A fare da controcanto, la serie “La testa ritrovata dell’artista” propone primi piani di soli volti, realizzati a china su carta. Il corpo scompare, la testa riemerge come cuspide del pensiero. In queste opere lo sparire diventa apparire, secondo un gioco di sostituzioni che rovescia il precedente annullamento. Fatte di tratti rapidi e incisivi, le immagini sembrano interrogare lo spettatore: esiste davvero un volto che possa dirsi definitivo? In questa doppia sequenza – corpo senza testa, testa senza corpo – Lista orchestra un dispositivo poetico che mette a nudo la precarietà dell’identità, ricordando che ogni ricomposizione reca in sé la memoria della perdita.
Dal laboratorio alla città: archivi, spazi, memoria
Il racconto non si esaurisce nelle sale.
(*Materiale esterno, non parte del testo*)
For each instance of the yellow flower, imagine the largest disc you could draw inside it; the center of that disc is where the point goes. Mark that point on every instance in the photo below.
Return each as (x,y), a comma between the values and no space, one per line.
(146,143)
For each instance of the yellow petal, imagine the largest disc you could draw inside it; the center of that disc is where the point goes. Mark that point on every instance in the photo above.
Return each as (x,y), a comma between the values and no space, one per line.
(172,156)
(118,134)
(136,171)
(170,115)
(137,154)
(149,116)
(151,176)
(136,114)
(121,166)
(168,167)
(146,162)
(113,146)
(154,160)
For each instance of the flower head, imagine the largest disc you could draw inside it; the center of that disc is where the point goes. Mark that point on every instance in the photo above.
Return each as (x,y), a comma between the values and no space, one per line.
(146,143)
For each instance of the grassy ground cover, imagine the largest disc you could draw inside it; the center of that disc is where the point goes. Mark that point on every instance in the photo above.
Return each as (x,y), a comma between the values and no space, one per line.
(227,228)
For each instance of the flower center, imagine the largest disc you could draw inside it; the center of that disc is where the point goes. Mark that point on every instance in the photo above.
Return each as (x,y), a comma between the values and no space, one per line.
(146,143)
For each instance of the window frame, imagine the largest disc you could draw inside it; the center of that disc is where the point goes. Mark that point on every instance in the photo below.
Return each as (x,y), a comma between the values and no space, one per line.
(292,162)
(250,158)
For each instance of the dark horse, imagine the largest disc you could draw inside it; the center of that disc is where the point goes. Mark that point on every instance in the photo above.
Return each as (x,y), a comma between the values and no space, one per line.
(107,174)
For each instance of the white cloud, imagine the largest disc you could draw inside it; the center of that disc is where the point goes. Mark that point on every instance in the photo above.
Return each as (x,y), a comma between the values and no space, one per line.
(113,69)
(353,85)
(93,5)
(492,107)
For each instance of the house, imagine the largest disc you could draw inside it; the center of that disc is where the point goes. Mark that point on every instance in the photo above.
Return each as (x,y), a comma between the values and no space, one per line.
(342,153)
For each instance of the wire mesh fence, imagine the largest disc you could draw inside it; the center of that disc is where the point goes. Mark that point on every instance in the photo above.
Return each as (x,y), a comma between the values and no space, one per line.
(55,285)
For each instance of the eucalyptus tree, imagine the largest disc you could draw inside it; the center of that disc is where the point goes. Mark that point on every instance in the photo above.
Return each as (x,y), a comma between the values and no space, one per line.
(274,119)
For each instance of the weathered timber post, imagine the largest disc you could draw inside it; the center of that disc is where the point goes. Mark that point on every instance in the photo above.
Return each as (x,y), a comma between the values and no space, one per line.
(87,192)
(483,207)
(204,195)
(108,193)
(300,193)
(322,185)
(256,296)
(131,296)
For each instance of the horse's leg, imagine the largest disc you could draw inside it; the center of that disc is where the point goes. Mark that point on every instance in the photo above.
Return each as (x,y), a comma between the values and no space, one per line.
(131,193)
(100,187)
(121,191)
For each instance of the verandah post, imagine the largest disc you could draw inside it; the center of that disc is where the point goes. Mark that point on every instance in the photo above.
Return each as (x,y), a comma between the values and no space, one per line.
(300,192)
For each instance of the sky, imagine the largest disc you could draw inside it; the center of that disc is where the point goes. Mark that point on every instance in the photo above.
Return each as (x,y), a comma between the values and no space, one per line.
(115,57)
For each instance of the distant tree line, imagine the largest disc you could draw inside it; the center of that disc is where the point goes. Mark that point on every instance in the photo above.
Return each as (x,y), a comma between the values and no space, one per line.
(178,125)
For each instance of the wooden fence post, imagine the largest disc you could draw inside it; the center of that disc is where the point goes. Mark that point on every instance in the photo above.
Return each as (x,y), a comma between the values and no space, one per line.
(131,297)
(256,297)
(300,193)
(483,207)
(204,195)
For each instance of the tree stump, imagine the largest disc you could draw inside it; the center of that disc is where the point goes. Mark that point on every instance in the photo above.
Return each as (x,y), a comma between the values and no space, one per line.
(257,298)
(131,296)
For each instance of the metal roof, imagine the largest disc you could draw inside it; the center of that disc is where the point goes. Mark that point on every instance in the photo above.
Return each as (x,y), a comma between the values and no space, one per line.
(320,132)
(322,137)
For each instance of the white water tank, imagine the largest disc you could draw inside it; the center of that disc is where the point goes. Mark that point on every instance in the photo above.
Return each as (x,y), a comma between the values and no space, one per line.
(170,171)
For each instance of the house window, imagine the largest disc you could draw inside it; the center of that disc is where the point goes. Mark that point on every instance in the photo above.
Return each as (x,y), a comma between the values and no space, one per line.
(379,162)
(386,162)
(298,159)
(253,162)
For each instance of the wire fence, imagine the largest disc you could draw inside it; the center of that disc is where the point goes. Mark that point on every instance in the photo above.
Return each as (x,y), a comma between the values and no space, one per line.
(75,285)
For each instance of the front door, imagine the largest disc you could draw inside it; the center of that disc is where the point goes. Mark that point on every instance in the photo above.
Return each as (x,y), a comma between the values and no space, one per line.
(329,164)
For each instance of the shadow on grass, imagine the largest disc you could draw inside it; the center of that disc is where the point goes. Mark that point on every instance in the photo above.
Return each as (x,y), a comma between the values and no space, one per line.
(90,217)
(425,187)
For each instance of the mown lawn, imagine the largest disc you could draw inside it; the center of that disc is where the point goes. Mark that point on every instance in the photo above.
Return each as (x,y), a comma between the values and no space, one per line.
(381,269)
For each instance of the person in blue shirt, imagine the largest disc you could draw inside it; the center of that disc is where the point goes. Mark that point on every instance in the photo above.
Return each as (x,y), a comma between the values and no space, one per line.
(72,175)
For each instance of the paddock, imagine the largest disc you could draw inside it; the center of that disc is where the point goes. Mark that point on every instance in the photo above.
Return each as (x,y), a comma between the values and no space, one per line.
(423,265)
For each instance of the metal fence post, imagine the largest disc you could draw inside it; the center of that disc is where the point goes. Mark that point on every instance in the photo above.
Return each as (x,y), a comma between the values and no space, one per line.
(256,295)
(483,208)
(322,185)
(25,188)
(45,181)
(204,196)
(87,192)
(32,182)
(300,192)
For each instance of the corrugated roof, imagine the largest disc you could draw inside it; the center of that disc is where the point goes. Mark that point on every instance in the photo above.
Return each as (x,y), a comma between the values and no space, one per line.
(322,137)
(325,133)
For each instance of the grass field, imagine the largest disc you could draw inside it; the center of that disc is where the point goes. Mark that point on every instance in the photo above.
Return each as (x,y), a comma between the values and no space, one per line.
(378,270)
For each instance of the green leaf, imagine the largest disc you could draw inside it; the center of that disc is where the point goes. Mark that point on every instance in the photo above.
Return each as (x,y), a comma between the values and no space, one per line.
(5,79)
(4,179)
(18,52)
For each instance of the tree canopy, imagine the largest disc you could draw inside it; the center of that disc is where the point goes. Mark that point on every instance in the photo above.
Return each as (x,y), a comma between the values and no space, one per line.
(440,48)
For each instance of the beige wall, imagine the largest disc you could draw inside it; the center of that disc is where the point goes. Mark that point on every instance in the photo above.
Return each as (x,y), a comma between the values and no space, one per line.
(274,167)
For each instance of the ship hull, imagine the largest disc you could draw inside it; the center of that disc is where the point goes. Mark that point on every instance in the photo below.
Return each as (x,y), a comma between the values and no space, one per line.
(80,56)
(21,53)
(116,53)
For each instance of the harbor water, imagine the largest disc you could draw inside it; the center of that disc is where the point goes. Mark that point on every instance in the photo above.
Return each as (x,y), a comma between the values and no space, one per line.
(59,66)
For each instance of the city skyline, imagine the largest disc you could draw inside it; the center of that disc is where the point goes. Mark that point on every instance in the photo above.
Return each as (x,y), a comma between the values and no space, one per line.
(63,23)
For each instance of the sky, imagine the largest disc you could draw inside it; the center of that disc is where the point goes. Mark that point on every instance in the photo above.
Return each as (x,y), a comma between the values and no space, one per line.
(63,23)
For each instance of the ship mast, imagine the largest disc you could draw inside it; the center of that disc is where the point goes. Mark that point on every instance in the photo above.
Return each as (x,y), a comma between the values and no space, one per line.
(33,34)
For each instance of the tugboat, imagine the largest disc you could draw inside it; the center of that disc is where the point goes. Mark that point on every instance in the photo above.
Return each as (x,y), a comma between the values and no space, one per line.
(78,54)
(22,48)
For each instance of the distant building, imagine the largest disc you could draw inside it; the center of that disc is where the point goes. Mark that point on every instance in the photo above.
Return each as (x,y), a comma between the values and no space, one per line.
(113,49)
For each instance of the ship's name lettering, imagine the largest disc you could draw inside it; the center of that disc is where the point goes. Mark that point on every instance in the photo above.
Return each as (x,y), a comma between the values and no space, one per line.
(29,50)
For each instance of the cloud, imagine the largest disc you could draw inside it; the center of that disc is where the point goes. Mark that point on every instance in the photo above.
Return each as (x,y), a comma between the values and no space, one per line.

Una sezione documentaria, composta da fotografie, inviti e cataloghi, fa emergere la vena progettuale con cui Lista ha animato luoghi e comunità campane. Dal progetto “Taide spazio per”, nato a Mercato San Severino nei Settanta e poi trasferito a Salerno, alla successiva fondazione del MMMAC – Museo Materiali Minimi d’Arte Contemporanea a Paestum nel 1993, la mostra mette in luce un artista anche promotore culturale, capace di tessere reti fra artisti e cittadini, anticipando molte pratiche partecipative odierne. Un video e un corpus di foto d’archivio raccontano inoltre gli interventi di arte pubblica disseminati sul territorio, offrendo uno sguardo “in controluce” sulle contaminazioni fra arte e spazio urbano.
Negli anni Duemila, l’impegno di Lista prosegue con la galleria Cobbler – Spazio per l’arte contemporanea, aperta a Cava de’ Tirreni, città dove l’artista vive e lavora. La vocazione a creare contesti di confronto attesta la volontà di radicare l’arte nel quotidiano, trasformando il territorio in laboratorio permanente. Chi attraversa la sezione percepisce come l’opera di Lista sia inseparabile dal desiderio di condividere strumenti e idee, costruendo un tessuto culturale che supera la logica dell’evento isolato. Le immagini, lontane dall’essere mero apparato informativo, diventano prolungamento del progetto artistico, sottolineandone la dimensione collettiva.
Il tempo della mostra e il racconto del catalogo
“In controluce” rimarrà visibile fino al 17 novembre 2025, offrendo a visitatori, studiosi e curiosi la possibilità di ritornare più volte, lasciando sedimentare impressioni e interrogativi. Il catalogo, pubblicato in concomitanza con l’esposizione, raccoglie testi critici, apparati iconografici e una selezione di documenti d’archivio, costituendo non solo memoria del progetto, ma anche strumento di lavoro per future ricerche sull’arte contemporanea del Sud Italia. Ogni pagina, ogni immagine, si propone di dilatare la visita oltre le pareti del museo, generando un dialogo che continua, silenzioso, fra lettore e opera.
Alla fine del percorso, l’osservatore si scopre parte di un tessuto di narrazioni incrociate: luoghi, corpi, nuvole, colori e archivi si rispecchiano l’uno nell’altro, restituendo l’idea di un’arte che non concede mai soluzioni definitive. Pietro Lista emerge così non solo come pittore, scultore o performer, ma come costruttore instancabile di visioni. E proprio in quell’intervallo, sottile ma potente, che si apre fra immaginazione e sguardo, la mostra invita ciascuno a riconoscere la propria identità provvisoria, preziosa nella sua stessa mutabilità.